Why Read Poetry? A Furious Reader Investigates

National Poetry Month is back again! April is a fantastic month to explore poetry, a genre that is often overlooked because the structure and history of poetry can be a bit, well, overwhelming. But the warmer weather and the promise of spring reminds us that anything is possible - even reading poetry. 

Remember those school moments when you had to “analyze” a piece of poetry and you left the classroom feeling more confused than ever? It was a moment I always dreaded because I struggled to understand the poetry terminology and, after reading the poem multiple times, still had no idea what the author was trying to say. Then, as all these stories tend to go, I had an amazing teacher who demystified the process for us.

First, this teacher introduced us to Billy Collins’s poem “Introduction to Poetry,” which is bitingly true (and helpful!) in trying to figure out what a poem means. It also introduced me to one of my favorite lines in poetry:

“But all they want to do

is tie the poem to a chair with rope

and torture a confession out of it.

They begin beating it with a hose

to find out what it really means.”

“Introduction to Poetry” by Billy Collins, courtesy of Poetry Foundation

That’s always how it feels, doesn’t it? We have to torture the poem - and ourselves - into telling us its meaning. Instead of treating it like the process of discovery. The minute I learned that no one was going to judge me for getting the meaning of a poem "wrong" and that I held the magic to understand the poem, the process got a bit easier. 

After introducing us to the “Introduction of Poetry,” this same teacher asked us to explore different poetry books and bring back the ones that we enjoyed reading. That’s it - no analysis, no report. Just bring in your favorites. Renewed and inspired, I remember having a great number that I enjoyed, but the one that sticks out to me is “Constantly Risking Absurdity” by Lawrence Ferlinghetti which is how I felt at the time trying to figure out what kind of reader and writer I wanted to be:

“Constantly risking absurdity

                                             and death

            whenever he performs

                                        above the heads

                                                            of his audience

   the poet like an acrobat

                                 climbs on rime

                                          to a high wire of his own making”

“Constantly Risking Absurdity” by Lawrence Ferlinghetti, courtesy of Poetry Foundation

That particular poem ends with the image of “a little charleychaplin man” and that line - and the notion that you can just play with spacing and words - set me on a journey to appreciate poetry. 

It wasn’t always a smooth sailing journey.
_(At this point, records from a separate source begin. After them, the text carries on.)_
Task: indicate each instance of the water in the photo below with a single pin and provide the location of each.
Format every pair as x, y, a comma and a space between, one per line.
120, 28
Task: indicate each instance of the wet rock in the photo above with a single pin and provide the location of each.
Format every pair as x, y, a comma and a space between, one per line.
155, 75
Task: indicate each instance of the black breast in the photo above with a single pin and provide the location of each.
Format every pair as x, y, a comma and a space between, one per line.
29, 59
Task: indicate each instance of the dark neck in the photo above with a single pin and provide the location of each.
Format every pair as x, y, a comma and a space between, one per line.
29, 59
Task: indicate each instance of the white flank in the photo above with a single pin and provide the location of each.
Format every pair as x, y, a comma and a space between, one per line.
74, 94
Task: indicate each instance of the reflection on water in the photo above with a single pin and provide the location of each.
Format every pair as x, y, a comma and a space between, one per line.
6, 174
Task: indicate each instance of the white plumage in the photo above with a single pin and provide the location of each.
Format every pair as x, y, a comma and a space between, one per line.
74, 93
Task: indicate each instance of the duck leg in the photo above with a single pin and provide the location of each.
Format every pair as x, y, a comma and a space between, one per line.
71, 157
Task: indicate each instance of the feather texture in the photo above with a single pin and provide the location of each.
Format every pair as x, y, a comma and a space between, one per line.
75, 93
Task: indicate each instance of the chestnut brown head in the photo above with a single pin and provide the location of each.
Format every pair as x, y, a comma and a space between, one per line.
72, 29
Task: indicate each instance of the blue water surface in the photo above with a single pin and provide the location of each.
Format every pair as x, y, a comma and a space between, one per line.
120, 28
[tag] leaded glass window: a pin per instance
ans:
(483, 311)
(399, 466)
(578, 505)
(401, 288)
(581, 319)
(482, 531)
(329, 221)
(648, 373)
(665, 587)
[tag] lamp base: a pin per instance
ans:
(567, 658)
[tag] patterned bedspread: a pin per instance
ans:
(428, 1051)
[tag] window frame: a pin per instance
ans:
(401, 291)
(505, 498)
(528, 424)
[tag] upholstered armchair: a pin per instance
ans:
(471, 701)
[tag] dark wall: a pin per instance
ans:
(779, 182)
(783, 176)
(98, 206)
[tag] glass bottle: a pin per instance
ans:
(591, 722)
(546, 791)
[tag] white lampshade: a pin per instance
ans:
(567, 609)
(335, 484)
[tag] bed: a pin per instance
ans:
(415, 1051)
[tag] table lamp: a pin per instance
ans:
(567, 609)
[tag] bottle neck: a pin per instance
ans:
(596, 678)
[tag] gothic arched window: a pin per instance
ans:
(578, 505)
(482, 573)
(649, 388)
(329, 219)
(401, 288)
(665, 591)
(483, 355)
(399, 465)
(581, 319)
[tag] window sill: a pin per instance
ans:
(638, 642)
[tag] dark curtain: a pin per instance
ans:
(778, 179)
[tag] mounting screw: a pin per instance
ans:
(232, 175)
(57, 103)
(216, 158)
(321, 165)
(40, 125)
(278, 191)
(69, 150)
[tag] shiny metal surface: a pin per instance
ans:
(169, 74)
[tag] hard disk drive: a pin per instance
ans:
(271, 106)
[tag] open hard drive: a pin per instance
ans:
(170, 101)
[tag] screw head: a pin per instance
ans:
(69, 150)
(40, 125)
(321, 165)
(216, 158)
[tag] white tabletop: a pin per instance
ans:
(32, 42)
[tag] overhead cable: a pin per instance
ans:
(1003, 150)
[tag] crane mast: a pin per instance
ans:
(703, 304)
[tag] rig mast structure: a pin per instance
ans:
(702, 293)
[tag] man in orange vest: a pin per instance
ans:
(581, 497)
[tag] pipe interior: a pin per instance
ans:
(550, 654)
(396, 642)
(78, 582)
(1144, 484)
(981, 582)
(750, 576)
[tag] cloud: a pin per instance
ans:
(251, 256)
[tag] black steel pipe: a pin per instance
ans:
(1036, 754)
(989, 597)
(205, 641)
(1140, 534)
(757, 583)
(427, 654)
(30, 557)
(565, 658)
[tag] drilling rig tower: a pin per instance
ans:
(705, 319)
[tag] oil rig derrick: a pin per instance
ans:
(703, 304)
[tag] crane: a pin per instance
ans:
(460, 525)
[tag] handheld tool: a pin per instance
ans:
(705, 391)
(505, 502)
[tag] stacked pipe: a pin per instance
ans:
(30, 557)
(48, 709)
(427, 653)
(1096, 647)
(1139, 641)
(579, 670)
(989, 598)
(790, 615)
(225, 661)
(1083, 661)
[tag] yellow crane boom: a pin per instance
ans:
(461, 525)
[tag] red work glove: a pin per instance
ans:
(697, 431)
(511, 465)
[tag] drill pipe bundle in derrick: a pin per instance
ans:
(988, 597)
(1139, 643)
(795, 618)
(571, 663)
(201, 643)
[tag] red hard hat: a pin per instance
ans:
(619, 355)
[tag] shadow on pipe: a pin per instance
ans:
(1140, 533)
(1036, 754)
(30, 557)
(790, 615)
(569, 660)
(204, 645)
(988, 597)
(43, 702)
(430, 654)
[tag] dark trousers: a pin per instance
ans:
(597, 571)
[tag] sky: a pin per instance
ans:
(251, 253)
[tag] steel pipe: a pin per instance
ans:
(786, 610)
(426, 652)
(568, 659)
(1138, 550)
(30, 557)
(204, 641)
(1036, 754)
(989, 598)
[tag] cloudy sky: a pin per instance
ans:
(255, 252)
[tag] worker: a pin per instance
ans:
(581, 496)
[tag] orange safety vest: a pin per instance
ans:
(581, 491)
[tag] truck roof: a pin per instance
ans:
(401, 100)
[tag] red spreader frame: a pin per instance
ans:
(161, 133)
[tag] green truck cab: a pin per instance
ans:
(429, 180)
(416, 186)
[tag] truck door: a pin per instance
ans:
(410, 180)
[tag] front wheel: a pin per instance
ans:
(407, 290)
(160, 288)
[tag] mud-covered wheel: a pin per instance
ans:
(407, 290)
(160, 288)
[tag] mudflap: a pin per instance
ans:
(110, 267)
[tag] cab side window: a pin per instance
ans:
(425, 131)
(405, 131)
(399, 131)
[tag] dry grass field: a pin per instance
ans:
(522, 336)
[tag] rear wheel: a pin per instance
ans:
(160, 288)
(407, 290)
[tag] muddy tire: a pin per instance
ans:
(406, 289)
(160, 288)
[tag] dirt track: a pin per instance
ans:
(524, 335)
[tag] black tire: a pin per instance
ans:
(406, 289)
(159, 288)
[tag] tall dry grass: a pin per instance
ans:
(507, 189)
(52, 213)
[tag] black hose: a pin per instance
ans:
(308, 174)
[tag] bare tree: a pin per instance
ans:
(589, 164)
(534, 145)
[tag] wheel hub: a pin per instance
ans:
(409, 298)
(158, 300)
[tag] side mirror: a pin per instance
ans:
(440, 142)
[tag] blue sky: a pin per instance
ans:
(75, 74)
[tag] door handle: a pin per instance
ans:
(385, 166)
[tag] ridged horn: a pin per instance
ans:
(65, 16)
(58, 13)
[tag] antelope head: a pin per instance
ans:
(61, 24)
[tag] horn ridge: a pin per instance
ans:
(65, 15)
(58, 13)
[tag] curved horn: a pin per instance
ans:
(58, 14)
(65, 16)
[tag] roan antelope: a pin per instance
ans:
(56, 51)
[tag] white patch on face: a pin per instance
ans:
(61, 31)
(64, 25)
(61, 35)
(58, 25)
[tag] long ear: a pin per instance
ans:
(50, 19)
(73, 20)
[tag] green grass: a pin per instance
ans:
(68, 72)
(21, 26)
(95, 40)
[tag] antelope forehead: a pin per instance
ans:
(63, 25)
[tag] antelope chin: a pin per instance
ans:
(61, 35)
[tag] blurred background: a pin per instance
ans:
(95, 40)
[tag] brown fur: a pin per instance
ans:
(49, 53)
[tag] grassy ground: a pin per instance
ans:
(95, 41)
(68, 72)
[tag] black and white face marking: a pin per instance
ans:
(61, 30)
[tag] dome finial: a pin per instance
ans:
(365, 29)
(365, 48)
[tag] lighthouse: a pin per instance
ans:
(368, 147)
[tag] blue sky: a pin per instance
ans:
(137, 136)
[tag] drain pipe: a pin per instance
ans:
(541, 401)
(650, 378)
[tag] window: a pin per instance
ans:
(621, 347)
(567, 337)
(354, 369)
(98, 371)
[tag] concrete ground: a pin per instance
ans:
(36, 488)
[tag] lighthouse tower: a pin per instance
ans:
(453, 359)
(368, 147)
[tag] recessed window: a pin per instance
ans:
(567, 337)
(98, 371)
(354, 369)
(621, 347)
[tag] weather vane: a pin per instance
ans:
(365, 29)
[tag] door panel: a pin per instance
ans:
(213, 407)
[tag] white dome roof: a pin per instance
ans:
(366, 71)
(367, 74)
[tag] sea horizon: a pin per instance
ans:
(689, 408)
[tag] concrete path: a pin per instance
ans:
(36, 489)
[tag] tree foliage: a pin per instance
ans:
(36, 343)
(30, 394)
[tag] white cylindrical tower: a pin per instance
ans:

I attempted to write poetry as a young student and all I could come up with was it had to rhyme. So I stuck to fiction and used my appreciation of poetry to play with form and syntax in my short stories. 

In short: you don’t have to just write poetry to appreciate it.

Reading poetry is a gift that you can keep in your pocket, perfect for any mood or moment. 

Reading poetry is a party trick that you can bring out to impress your friends. The only poem I ever memorized is “The Mending Wall” by Robert Frost (this page also includes a reading guide - BONUS!) and you can bet I recite this any chance I get.

Reading poetry is a beautiful way to start or end your day. 

Reading poetry is an opportunity to challenge yourself.

This month we at Read Furiously want to share our poetry experiences and journey with you, so that you can embark on your own month of discovery. We are so excited to take this journey with you, Furious Readers. Onward!